Can Wind Energy Serve As Baseload Power? The First Circuit Agrees with the NRC That, For Now, The Answer Is “Not Yet.”

In an interesting decision issued last Friday, the Court of Appeals for the First Circuit, in Beyond Nuclear v. NextEra Energy Seabrook, affirmed the decision by the NRC rejecting a challenge to Seabrook’s relicensing posed by a coalition of environmental groups.  The decision seems clearly correct, but raises an important policy issue that is likely to recur as renewable energy technologies advance, so seemed worth mention.

The issue in the case was that the environmental groups, known collectively as “Beyond Nuclear,” contended that the relicensing proceeding should include wind as a “reasonable alternative.”  The NRC rejected BN’s contention on the ground that, because Seabrook provides baseload power, any alternative must also do so.  The NRC further concluded the intermittent nature of wind power means that it cannot be considered baseload without effective energy storage mechanisms, and that storage technology is “not sufficient demonstrated at this time.”

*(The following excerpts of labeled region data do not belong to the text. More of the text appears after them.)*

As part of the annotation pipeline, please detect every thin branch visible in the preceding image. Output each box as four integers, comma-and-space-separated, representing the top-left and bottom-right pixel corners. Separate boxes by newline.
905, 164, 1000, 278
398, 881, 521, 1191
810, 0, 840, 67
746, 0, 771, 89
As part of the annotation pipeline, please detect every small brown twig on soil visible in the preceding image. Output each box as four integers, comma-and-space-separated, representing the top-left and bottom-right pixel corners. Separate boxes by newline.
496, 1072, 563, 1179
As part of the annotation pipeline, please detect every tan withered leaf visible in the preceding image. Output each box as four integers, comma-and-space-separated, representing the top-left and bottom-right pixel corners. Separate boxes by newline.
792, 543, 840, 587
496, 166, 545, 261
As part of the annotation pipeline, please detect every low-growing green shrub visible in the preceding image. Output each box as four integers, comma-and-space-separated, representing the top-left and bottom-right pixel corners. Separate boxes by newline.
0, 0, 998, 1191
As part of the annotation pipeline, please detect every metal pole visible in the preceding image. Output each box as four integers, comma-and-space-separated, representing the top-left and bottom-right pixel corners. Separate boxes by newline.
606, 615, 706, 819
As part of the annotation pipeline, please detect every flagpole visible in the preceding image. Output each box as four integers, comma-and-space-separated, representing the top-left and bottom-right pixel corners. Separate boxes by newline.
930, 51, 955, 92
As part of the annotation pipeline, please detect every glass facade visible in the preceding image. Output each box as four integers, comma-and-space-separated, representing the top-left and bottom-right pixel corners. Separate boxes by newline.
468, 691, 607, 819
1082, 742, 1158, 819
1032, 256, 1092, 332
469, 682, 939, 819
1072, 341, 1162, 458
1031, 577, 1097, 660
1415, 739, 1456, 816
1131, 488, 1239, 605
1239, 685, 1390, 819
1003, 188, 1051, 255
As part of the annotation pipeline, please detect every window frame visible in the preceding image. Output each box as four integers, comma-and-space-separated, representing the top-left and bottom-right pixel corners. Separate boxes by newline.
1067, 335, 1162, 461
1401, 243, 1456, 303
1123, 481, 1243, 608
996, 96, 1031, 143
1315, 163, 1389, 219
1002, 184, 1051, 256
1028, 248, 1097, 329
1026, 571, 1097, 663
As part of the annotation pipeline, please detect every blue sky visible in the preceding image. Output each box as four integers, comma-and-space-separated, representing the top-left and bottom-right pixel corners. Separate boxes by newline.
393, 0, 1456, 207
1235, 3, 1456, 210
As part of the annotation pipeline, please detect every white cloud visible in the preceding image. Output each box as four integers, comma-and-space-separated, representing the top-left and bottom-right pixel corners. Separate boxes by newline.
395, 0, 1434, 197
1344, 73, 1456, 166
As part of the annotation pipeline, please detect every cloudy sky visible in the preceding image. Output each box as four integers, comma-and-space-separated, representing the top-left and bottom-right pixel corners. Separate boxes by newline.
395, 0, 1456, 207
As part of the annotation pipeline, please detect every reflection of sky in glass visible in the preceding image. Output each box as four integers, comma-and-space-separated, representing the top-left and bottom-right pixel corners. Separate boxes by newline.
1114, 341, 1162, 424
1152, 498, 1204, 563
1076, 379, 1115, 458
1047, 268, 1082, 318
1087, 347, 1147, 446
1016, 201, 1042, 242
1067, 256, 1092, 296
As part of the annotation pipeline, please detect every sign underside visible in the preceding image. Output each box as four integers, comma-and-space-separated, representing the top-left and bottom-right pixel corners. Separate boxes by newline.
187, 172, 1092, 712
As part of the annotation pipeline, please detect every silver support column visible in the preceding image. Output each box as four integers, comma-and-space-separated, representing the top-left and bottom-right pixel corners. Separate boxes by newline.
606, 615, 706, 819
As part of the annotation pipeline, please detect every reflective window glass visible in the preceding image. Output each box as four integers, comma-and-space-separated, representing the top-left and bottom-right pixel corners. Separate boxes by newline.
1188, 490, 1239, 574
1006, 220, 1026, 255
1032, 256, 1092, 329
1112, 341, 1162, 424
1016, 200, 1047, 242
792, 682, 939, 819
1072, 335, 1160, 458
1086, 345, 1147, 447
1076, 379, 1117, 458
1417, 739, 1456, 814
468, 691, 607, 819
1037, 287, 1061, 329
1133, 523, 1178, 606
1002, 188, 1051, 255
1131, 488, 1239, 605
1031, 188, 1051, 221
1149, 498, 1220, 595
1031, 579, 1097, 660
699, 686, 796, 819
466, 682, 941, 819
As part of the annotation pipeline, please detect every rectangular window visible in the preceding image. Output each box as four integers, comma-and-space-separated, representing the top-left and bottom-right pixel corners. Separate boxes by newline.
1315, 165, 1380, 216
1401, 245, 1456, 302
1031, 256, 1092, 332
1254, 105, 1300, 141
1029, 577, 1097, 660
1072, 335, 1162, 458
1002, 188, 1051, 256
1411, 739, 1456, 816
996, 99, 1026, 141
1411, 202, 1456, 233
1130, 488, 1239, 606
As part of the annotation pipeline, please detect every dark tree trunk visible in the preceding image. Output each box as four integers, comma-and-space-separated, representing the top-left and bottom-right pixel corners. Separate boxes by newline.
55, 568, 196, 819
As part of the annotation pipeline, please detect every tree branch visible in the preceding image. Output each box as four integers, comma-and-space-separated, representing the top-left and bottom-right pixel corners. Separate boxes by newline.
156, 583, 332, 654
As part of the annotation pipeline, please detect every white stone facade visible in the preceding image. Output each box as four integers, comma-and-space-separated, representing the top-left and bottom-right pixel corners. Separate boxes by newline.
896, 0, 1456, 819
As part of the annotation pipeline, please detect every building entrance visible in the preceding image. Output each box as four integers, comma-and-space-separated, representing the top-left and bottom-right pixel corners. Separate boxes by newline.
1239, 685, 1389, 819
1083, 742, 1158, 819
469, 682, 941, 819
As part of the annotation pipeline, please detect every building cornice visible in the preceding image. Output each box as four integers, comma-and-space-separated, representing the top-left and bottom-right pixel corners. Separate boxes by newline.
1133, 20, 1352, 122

But what does it mean not to be sufficiently demonstrated?  As the Court noted:

The Commission explained that, because of the difficulty inherent in predicting the viability of technologies decades in advance, in most cases reasonable alternatives are those that are “currently commercially viable, or will become so in the relatively near term.”

On that standard, the Court determined that, on the record before it, the NRC had reasonably decided that wind energy could not provide baseload power “in the relatively near term.”

However, all hope is not lost for renewable energy backers.  The Court concluded by stating that:

If new information about the technical and economic feasibility of offshore wind as a source of baseload power, which differs materially from that which was available when the contention at issue was filed, becomes available prior to Seabrook’s license renewal, NRC regulations would permit the filing of a new contention, if timely submitted.

It will be interesting to see how the development of the storage industry affects these types of cases going forward.

One thought on “Can Wind Energy Serve As Baseload Power? The First Circuit Agrees with the NRC That, For Now, The Answer Is “Not Yet.”

  1. The cost of storage is the challenge. You can estimate the cost of storage as about $1/watt for the capacity of the electronics for converting power between AC and DC and back. Then there is the cost of the battery. The best cost I have seen so far is about $.40 per watt hour. If you were to use these numbers you would find that a very large storage system is really very expensive, much more expensive than the wind itself, when you consider that several days storage is needed to truly make wind reliable for base load power. There is also a seasonal problem, in some locations the wind blows in off peak months and then during the summer the winds are light. There is no way to store enough energy to smooth out the seasons with battery power. Possibly massive hydro might work for seasonal storage but I doubt it could be financed or even enough locations for storage of large amounts of water. One problem with trying to store a lot of energy for a long time, is there is a continuous leakage of the energy in batteries. This means that the larger you make the battery the more energy is lost in leakage. The modern high capacity batteries you purchase off the shelf have far too much leakage for long term storage. I am beginning to believe there will never be a battery technology that is low cost enough and can store large amounts of energy and do so with nearly no leakage losses.